Re: [PATCH mm-unstable v1 5/5] mm: multi-gen LRU: use mmu_notifier_test_clear_young()

Yu Zhao <yuzhao@xxxxxxxxxx> · Thu, 23 Feb 2023 11:08:21 -0700

On Thu, Feb 23, 2023 at 10:43 AM Sean Christopherson <seanjc@xxxxxxxxxx> wrote:
>
> On Thu, Feb 16, 2023, Yu Zhao wrote:
> > An existing selftest can quickly demonstrate the effectiveness of this
> > patch. On a generic workstation equipped with 128 CPUs and 256GB DRAM:
>
> Not my area of maintenance, but a non-existent changelog (for all intents and
> purposes) for a change of this size and complexity is not acceptable.

Will fix.

> >   $ sudo max_guest_memory_test -c 64 -m 250 -s 250
> >
> >   MGLRU      run2
> >   ---------------
> >   Before    ~600s
> >   After      ~50s
> >   Off       ~250s
> >
> >   kswapd (MGLRU before)
> >     100.00%  balance_pgdat
> >       100.00%  shrink_node
> >         100.00%  shrink_one
> >           99.97%  try_to_shrink_lruvec
> >             99.06%  evict_folios
> >               97.41%  shrink_folio_list
> >                 31.33%  folio_referenced
> >                   31.06%  rmap_walk_file
> >                     30.89%  folio_referenced_one
> >                       20.83%  __mmu_notifier_clear_flush_young
> >                         20.54%  kvm_mmu_notifier_clear_flush_young
> >   =>                      19.34%  _raw_write_lock
> >
> >   kswapd (MGLRU after)
> >     100.00%  balance_pgdat
> >       100.00%  shrink_node
> >         100.00%  shrink_one
> >           99.97%  try_to_shrink_lruvec
> >             99.51%  evict_folios
> >               71.70%  shrink_folio_list
> >                 7.08%  folio_referenced
> >                   6.78%  rmap_walk_file
> >                     6.72%  folio_referenced_one
> >                       5.60%  lru_gen_look_around
> >   =>                    1.53%  __mmu_notifier_test_clear_young
>
> Do you happen to know how much of the improvement is due to batching, and how
> much is due to using a walkless walk?

No.

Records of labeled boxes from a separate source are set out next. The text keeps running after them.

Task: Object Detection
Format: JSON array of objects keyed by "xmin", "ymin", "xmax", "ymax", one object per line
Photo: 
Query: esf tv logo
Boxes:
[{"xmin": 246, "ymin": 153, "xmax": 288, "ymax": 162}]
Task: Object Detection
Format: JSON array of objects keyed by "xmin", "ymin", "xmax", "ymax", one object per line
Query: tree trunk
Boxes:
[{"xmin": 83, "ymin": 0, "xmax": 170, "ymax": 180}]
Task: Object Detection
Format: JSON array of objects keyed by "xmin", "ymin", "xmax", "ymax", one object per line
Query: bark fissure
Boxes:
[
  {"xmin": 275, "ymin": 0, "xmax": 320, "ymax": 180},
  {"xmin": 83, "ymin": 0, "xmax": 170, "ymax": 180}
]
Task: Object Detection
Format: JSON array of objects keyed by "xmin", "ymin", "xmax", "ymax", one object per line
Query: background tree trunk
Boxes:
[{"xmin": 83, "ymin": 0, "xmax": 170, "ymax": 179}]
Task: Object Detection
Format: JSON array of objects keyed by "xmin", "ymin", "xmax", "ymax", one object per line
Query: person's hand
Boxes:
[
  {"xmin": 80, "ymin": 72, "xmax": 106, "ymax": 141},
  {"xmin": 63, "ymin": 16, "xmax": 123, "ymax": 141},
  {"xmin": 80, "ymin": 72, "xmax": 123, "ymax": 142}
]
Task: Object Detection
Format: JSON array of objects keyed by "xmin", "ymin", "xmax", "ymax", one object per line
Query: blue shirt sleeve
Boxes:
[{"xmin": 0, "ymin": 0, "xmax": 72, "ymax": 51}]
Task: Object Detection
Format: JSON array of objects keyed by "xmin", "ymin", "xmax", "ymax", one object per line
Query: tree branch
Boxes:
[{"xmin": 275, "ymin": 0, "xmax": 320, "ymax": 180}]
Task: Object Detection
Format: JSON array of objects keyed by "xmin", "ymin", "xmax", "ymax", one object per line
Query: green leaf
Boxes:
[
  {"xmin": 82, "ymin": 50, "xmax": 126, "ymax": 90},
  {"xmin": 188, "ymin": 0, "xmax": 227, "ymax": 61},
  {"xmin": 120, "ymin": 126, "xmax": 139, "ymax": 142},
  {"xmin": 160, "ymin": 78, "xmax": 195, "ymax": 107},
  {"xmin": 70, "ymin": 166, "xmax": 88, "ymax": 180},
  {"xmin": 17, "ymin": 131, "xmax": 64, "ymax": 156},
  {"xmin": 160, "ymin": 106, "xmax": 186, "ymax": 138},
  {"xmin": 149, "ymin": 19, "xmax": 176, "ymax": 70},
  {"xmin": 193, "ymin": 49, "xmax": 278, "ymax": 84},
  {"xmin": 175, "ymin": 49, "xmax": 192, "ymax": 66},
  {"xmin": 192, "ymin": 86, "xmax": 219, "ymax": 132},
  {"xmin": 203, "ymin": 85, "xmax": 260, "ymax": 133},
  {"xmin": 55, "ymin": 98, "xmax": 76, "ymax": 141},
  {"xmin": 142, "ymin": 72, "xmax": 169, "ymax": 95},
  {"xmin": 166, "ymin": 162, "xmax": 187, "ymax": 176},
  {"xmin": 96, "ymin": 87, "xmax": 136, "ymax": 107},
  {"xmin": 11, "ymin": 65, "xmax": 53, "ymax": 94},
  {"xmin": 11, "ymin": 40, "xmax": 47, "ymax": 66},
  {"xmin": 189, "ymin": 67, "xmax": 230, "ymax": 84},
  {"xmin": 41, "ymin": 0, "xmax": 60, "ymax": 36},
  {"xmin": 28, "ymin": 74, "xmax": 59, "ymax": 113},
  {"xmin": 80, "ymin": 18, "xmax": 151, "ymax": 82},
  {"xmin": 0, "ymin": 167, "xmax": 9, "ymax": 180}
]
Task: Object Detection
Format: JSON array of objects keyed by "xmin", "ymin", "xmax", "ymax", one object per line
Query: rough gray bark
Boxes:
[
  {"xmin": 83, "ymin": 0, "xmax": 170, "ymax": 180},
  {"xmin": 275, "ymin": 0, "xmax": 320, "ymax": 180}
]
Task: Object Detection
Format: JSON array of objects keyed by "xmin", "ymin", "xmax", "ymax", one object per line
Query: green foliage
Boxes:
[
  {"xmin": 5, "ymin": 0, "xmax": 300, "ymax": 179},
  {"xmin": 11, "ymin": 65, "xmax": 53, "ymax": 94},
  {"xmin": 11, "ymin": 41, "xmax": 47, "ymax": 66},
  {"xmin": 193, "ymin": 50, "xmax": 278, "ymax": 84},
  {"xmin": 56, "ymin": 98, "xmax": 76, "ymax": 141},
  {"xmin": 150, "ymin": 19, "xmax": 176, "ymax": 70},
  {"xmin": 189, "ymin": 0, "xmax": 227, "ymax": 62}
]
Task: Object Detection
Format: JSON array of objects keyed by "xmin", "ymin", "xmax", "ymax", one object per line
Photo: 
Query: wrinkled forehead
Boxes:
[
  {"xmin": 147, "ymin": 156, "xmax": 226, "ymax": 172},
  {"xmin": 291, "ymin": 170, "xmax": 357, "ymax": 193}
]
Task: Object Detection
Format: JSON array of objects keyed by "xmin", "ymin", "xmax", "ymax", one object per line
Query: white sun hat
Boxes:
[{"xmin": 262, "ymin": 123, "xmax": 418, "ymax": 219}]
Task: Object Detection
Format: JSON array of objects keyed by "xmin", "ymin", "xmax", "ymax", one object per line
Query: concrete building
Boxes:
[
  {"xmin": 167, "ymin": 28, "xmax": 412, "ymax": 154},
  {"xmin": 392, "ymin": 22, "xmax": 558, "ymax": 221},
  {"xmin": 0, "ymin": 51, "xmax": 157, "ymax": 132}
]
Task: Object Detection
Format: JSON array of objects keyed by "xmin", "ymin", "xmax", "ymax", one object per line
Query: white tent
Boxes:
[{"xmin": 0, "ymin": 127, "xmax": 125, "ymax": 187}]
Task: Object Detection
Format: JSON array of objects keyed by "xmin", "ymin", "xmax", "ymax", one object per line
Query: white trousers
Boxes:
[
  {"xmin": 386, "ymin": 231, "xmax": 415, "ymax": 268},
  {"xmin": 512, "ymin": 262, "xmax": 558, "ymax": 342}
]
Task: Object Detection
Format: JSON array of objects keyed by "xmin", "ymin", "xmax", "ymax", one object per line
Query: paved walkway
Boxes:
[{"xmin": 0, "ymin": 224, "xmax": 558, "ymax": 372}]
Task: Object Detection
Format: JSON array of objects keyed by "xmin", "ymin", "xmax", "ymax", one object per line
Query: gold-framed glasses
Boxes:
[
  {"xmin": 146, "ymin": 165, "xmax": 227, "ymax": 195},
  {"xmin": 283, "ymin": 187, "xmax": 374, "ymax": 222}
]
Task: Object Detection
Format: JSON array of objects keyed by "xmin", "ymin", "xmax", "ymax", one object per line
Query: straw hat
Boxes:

I have three benchmarks running at the moment:
1. Windows SQL server guest on x86 host,
2. Apache Spark guest on arm64 host, and
3. Memcached guest on ppc64 host.

If you are really interested in that, I can reprioritize -- I need to
stop 1) and use that machine to get the number for you.

> > @@ -5699,6 +5797,9 @@ static ssize_t show_enabled(struct kobject *kobj, struct kobj_attribute *attr, c
> >       if (arch_has_hw_nonleaf_pmd_young() && get_cap(LRU_GEN_NONLEAF_YOUNG))
> >               caps |= BIT(LRU_GEN_NONLEAF_YOUNG);
> >
> > +     if (kvm_arch_has_test_clear_young() && get_cap(LRU_GEN_SPTE_WALK))
> > +             caps |= BIT(LRU_GEN_SPTE_WALK);
>
> As alluded to in patch 1, unless batching the walks even if KVM does _not_ support
> a lockless walk is somehow _worse_ than using the existing mmu_notifier_clear_flush_young(),
> I think batching the calls should be conditional only on LRU_GEN_SPTE_WALK.  Or
> if we want to avoid batching when there are no mmu_notifier listeners, probe
> mmu_notifiers.  But don't call into KVM directly.

I'm not sure I fully understand. Let's present the problem on the MM
side: assuming KVM supports lockless walks, batching can still be
worse (very unlikely), because GFNs can exhibit no memory locality at
all. So this option allows userspace to disable batching.

I fully understand why you don't want MM to call into KVM directly. No
acceptable ways to set up a clear interface between MM and KVM other
than the MMU notifier?